In terms of in relationship or in leadership, I’m always asking God ‘what are you saying to me about or for this person, or for this situation?’ I do that as a discipline before I go into meetings or when I find myself in conversation so that I don’t drift but make an active decision to listen. As an apostolic extrovert I have 101 words and ideas for every solution and circumstance so actively being made to listen and positioning myself in a way to listen I find really important. Rather than me initially responding out of my own good ideas, just listening and taking a moment to think. Often I’ll have 2 or 3 trains of thought in conversation so I settle on the one which I have a sense of peace about, which is what God is saying or what I feel God is calling us to do.

So it’s owning who I am, loud, active with good ideas and finding the Lord in the midst of that as well as embracing some of the shadow side of listening which isn’t natural to me.”

 Shaun Millward

I’ve found that God speaks to me in different ways depending on the situation.

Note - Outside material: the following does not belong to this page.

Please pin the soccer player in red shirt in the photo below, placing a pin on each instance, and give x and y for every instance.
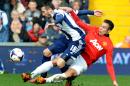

For example, I was speaking to someone recently about how I hear from God when trying to making decisions for myself and how I have found that generally the way He will speak to me is through a sense and feeling of peace – I think this is often underrated as a way of hearing from God. When I have a decision to make, I will use the resources God has given me to make that decision, but I will also simply wait on God and see which option I feel the most peace about.

But, when hearing God for other people, the way I tend to hear God is through pictures and visions (by which I simply mean pictures that move). I find it is easier for me with my eyes closed as I tend to get less distracted by everything else. The way that this happens is that a particular (and usually completely random) thing simply pops into my mind and because I’m a visual person I associate these things with images – it’s not a shocking, startling taking over your mind, extravagant kind of picture – it’s just a bit like if I said to you the word ‘boat’, you would see a boat in your mind. That’s how I see the pictures God gives me. They just pop into my mind”

Jacolien van den Steenhoven

When I want to hear God I do so in a context of rest. For me that can mean sitting on the couch and listening to worship music, or it can just mean being restful with my mind and focussing on Jesus. The funny thing is that’s not the only way I hear God. Sometimes when I’m active a name will pop into my head and that there’s something that God wants to say to them. This can happen when I’m standing in the shower, or when I wake up. It comes as just a sense that I want to pray for a certain person. When I get that sense and decide to pray for that person- that’s when I need rest and some time alone with God.

God speaks mainly through the Bible to me. Something may just pop up in my mind, a verse or a passage perhaps or maybe a biblical figure. I then like to wait for a day or so, take some time and see if it’s confirmed. If it is confirmed then I know it’s from God. When I have to pray for someone immediately, I can’t take time to wait for it to be confirmed, so it’s more like a step of faith- I just speak it out and see if it makes sense. But I like to wait for confirmation mostly as I’ve found it’s often more accurate and more timely for people.”  

What we can see from these interviews is that we all hear from God in different ways and in different contexts. Some of us may hear from God through pictures, others through a strong sense or gut feeling, and others through the Bible or even through other people. We also engage in prophecy in different spaces. You may find like Cath, you hear God best in worship, like Rich by doing something active such as going for a run, or maybe more like Simon, you hear God best when you’re on your own in quietness. However and wherever you hear from God, remember that your way of hearing Him is just as valuable as the way in which someone else hears from Him. God speaks to us in different ways because He has designed us all to be unique.

  • How and where do you hear from God?
  • If you’re not sure how best to hear from God for you, why not try exploring some of the ways demonstrated in this post?